Couple of questions for the poor, victimized Administration:
  1. Does anyone, anyone, think that government is, was or will ever be "squeaky clean"?
  2. Does the person in the vegetative state you found in the previous question think that the 111th Congress or the Treasury has been dealing ethically with any of this?
Towards the end of the article we get another taste of "That Darn Technology Done Me Wrong Blues":
Times have changed, of course.
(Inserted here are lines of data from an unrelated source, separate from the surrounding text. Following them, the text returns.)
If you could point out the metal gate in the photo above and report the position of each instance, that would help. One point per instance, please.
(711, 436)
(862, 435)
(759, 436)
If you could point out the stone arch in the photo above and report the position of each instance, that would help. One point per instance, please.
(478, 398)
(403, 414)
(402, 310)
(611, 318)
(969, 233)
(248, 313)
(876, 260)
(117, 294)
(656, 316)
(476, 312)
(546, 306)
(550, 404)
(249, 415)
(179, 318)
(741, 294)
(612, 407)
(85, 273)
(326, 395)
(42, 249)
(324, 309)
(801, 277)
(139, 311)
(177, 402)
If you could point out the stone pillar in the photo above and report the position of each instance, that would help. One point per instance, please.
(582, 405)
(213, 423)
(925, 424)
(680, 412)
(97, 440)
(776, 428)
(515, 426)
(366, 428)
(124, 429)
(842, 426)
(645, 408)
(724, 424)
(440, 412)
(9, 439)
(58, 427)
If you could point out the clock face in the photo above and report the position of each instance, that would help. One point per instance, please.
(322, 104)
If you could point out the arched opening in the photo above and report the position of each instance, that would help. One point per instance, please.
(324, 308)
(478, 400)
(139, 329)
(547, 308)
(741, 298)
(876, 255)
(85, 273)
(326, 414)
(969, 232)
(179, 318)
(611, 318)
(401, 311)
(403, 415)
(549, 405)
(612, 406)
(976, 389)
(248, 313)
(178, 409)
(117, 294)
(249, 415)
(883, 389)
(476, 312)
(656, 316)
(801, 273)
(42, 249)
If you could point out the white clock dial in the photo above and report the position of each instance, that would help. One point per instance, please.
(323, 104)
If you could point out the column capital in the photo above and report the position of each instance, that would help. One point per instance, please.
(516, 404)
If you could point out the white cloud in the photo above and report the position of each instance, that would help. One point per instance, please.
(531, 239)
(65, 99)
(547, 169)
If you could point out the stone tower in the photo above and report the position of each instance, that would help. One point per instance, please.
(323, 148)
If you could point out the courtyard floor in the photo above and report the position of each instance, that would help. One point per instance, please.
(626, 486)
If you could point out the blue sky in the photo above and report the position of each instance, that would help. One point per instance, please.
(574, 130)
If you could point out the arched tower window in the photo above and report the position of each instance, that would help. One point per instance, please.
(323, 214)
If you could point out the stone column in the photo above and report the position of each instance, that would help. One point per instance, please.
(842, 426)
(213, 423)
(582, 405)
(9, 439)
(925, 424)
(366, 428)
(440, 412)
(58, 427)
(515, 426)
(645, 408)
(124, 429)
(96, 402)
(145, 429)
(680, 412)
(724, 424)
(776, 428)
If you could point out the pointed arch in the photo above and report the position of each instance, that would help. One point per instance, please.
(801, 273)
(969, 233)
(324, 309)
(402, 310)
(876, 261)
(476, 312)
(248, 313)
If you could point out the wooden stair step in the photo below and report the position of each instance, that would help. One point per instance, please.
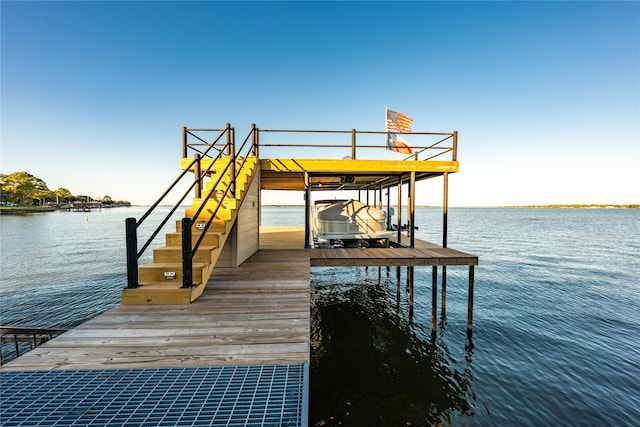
(224, 214)
(155, 272)
(227, 203)
(210, 239)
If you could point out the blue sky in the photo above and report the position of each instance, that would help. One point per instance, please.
(545, 95)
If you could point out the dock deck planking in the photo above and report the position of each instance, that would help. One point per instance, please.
(254, 314)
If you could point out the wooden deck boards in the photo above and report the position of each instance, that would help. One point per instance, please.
(256, 314)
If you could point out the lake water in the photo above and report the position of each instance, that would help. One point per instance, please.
(556, 319)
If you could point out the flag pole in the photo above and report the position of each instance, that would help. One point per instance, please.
(386, 136)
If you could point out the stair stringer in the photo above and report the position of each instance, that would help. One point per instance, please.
(244, 237)
(157, 291)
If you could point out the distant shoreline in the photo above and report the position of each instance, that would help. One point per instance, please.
(576, 206)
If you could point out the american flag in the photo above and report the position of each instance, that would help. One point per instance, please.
(398, 122)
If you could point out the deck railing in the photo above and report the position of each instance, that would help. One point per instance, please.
(32, 337)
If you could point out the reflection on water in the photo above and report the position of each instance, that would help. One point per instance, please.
(370, 365)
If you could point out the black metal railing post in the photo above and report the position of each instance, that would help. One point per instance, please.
(131, 237)
(232, 171)
(353, 144)
(187, 261)
(184, 142)
(455, 145)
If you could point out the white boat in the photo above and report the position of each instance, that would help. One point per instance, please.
(349, 224)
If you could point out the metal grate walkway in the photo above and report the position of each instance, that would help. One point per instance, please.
(273, 395)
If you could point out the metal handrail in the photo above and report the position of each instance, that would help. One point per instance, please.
(33, 336)
(189, 250)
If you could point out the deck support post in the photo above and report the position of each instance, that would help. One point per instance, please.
(307, 211)
(254, 139)
(470, 302)
(353, 144)
(445, 212)
(131, 237)
(434, 298)
(187, 261)
(398, 270)
(412, 209)
(184, 142)
(410, 280)
(388, 208)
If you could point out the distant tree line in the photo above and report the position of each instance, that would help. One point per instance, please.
(24, 189)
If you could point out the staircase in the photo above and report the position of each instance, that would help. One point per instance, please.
(161, 281)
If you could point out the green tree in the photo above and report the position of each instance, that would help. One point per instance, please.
(22, 188)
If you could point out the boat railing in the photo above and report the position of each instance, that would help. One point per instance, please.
(201, 144)
(233, 168)
(424, 145)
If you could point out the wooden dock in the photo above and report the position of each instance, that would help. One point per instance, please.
(255, 314)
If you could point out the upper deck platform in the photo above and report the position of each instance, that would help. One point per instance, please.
(338, 159)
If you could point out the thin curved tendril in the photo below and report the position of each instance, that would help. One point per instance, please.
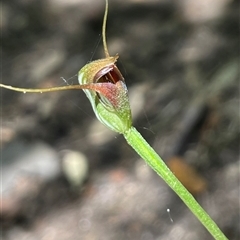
(104, 30)
(42, 90)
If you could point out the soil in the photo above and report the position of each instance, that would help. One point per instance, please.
(180, 60)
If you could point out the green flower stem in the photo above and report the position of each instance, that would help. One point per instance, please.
(139, 144)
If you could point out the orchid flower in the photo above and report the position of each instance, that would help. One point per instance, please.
(105, 87)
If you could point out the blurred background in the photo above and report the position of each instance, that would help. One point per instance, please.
(64, 176)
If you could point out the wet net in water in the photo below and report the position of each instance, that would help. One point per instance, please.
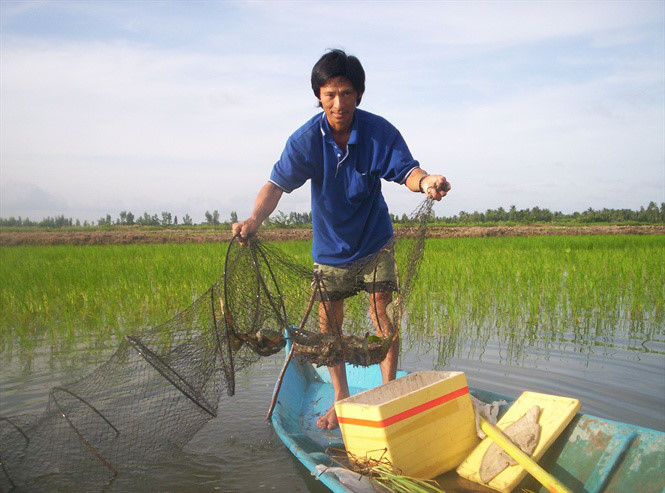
(164, 384)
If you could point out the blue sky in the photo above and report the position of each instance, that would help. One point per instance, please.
(185, 106)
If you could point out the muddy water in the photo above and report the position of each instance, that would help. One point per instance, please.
(617, 378)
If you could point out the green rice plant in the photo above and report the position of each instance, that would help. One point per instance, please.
(522, 292)
(532, 291)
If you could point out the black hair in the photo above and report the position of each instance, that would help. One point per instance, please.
(336, 63)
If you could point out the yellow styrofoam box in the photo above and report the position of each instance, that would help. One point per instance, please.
(422, 423)
(556, 413)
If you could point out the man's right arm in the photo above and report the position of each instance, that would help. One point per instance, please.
(264, 205)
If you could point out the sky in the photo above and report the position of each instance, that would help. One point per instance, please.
(184, 107)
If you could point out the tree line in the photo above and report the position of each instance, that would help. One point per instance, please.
(650, 214)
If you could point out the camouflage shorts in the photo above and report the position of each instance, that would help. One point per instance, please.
(374, 274)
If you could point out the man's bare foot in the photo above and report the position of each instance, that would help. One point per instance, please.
(329, 420)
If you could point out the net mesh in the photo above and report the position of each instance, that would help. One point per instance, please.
(164, 384)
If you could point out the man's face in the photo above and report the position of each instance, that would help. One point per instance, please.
(338, 100)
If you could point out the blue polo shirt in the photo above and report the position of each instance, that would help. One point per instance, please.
(350, 217)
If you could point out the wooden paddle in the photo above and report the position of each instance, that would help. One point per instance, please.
(543, 477)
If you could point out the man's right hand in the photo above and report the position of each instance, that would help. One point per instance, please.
(244, 229)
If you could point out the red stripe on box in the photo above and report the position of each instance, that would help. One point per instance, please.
(405, 414)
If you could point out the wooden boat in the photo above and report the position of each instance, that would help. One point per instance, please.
(591, 455)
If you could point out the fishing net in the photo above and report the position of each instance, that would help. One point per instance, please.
(164, 384)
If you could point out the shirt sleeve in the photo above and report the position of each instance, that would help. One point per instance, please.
(293, 168)
(398, 161)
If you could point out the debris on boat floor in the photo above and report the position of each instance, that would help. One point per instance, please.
(525, 433)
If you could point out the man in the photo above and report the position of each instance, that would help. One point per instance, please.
(345, 152)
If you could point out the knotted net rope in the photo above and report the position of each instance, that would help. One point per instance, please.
(164, 383)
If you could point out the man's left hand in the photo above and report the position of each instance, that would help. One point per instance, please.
(436, 186)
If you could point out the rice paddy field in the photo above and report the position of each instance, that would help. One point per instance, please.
(575, 315)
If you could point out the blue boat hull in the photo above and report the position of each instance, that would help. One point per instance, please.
(592, 455)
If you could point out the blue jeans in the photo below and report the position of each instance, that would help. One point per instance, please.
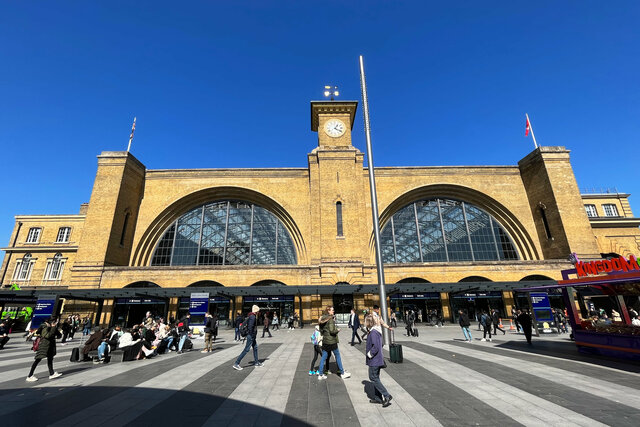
(374, 376)
(336, 354)
(251, 341)
(183, 338)
(467, 333)
(102, 350)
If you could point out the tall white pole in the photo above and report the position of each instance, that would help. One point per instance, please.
(133, 128)
(531, 129)
(374, 205)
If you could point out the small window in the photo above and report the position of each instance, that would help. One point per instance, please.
(54, 268)
(124, 228)
(339, 218)
(23, 268)
(591, 211)
(610, 210)
(63, 235)
(34, 235)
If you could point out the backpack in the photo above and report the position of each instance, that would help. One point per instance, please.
(315, 337)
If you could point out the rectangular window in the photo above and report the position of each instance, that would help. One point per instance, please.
(610, 210)
(63, 235)
(339, 218)
(34, 235)
(591, 211)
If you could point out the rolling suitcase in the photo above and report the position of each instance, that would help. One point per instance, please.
(75, 355)
(395, 350)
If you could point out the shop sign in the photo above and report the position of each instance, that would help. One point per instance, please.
(43, 310)
(199, 303)
(593, 268)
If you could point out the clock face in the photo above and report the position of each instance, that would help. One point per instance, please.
(335, 128)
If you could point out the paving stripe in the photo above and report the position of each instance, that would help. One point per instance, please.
(137, 399)
(110, 376)
(511, 401)
(607, 390)
(278, 374)
(404, 409)
(198, 400)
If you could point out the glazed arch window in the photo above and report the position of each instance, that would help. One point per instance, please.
(54, 267)
(339, 219)
(63, 235)
(24, 267)
(227, 232)
(34, 235)
(610, 210)
(591, 211)
(444, 230)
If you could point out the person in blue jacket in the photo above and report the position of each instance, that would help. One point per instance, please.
(375, 361)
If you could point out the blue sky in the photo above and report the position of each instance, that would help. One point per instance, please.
(228, 84)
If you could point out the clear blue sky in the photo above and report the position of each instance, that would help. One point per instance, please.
(228, 84)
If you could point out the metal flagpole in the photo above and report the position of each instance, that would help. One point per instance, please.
(133, 128)
(374, 205)
(531, 129)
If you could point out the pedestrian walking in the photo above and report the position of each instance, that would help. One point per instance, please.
(252, 339)
(208, 333)
(265, 322)
(4, 333)
(464, 322)
(330, 342)
(525, 321)
(183, 331)
(485, 321)
(375, 361)
(495, 318)
(354, 324)
(236, 324)
(48, 333)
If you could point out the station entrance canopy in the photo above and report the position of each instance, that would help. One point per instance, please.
(101, 294)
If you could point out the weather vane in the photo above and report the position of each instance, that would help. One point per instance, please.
(331, 91)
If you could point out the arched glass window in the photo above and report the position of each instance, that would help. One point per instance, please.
(225, 233)
(444, 230)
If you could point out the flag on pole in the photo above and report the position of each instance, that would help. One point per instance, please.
(133, 129)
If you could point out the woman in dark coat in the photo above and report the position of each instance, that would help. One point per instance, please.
(47, 348)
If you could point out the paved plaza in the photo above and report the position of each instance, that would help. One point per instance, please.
(443, 381)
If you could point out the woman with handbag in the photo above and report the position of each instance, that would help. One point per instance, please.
(375, 361)
(46, 348)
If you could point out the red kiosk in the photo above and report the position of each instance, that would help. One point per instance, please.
(602, 287)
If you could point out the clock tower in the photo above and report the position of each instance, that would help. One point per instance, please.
(338, 189)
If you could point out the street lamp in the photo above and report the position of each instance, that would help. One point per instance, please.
(331, 91)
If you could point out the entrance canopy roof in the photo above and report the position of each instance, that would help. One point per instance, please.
(157, 292)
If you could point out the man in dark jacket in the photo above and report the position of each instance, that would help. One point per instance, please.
(354, 324)
(4, 333)
(525, 321)
(464, 322)
(252, 339)
(236, 324)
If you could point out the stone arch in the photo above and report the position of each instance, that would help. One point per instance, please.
(413, 280)
(142, 284)
(520, 236)
(474, 279)
(269, 282)
(205, 284)
(534, 277)
(152, 235)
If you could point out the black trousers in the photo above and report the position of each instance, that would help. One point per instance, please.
(49, 364)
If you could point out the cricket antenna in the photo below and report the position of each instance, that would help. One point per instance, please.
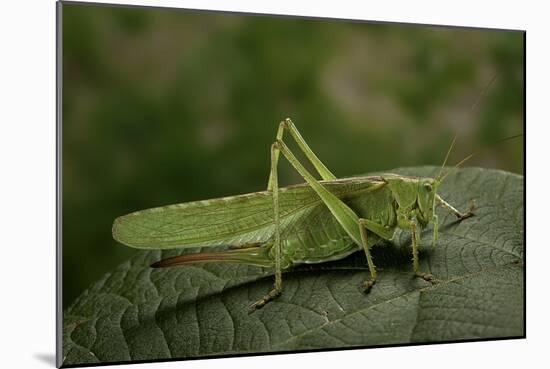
(468, 157)
(446, 157)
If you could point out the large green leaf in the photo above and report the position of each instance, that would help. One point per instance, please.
(139, 313)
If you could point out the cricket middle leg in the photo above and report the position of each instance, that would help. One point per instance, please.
(426, 276)
(458, 214)
(287, 124)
There was no cable TV in the 1930s, and government is much more transparent today—not a bad thing. The Obama team has become more than a little sensitive to criticism. "The idea that government is at a total standstill is just ridiculous," says a White House aid speaking under the usual rules of anonymity. "We deserve some credit for what we've gotten done in the little time we've been here, especially considering the environment we're in."
Deserve? Only the Almighty knows what you or the Administration's members deserve, buddy. That the scope of my judgement is limited to the ballot box is surely a feature.